GC-MS was used to determine levels of trichothecenes (DON- deoxynivalenol; NIV- nivalenol; 3-AcDON- 3-acetylodeoxynivalenol; 15-AcDON- 15-acetylodeoxynivalenol) in fungal cultures exposed or nonexposed (YES + fungal controls) to various concentrations of l-pyroglutamic acid, as described in a study by Perkowski et al. [45].

4.6. Extraction of Total RNA and Preparation of cDNA

Mycelium from 3-day-old fungal cultures grown on the YES medium exposed or nonexposed (YES + fungal controls) to various concentrations of l-pyroglutamic acid was used for RNA extraction. Six biological replications were prepared for each studied condition. Total RNA was extracted using a Pure Link® RNA MINI KIT (Life Technologies, Carlsbad, CA, USA) following the manufacturer’s recommendations. Extraction of RNA and reverse transcription were conducted according to Kulik et al. [46,47]. cDNA samples were stored at −25 °C.
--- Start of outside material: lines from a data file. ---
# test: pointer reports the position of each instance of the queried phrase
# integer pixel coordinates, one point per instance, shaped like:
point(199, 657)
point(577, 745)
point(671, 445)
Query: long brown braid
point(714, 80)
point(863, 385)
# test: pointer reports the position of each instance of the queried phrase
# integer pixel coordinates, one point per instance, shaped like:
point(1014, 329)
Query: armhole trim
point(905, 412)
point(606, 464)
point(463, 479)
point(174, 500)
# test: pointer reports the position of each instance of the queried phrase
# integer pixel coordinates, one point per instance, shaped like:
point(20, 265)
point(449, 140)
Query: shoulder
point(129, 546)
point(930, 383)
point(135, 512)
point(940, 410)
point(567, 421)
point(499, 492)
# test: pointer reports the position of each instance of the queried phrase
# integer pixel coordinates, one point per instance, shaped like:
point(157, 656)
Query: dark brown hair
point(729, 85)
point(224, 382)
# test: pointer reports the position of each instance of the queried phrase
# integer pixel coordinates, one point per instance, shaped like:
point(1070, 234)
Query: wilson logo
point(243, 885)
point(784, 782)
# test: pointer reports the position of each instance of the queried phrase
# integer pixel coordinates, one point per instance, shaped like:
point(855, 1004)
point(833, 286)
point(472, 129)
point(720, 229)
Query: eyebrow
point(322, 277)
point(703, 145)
4.7. Gene Expression Analysis

In this study, expression of two genes (Tri4, Tri5) playing a fundamental role in trichothecene biosynthesis [48,49,50,51,52] and expression of the Tri10 regulatory gene [41] were analyzed. The elongation factor 1-alpha gene (Ef1α) was used as a reference gene. The experiment was conducted in accordance with Kulik et al. [28,29,46,47]. The REST 2009 software [53] was used to normalize the Ct (treshold cycle) values of the target (Tri4, Tri5, and Tri10) genes in control and treated samples, relative to the Ct values obtained for the reference Ef1α gene.

4.8. Statistical Analyses

Statistical analyses were performed using STATISTICA (Data Analysis Software System, ver. 12.5; StatSoft Inc., Tulsa, OK, USA, 2014). Tukey’s HSD (honest significant difference) test (p < 0.05) was used to show the differences among mycotoxin levels. The production of phenylpropanoids (phenolic acids and flavonoids) was estimated by an analysis of the differences among phenylpropanoid levels between YES-only and YES + fungal controls using the Student’s t-test at p < 0.05. This statistical method was also used to test the impact of exogenously applied l-pyroglutamic acid on the accumulation of phenylpropanoids and to analyze the reduction of exogenous l-pyroglutamic acid.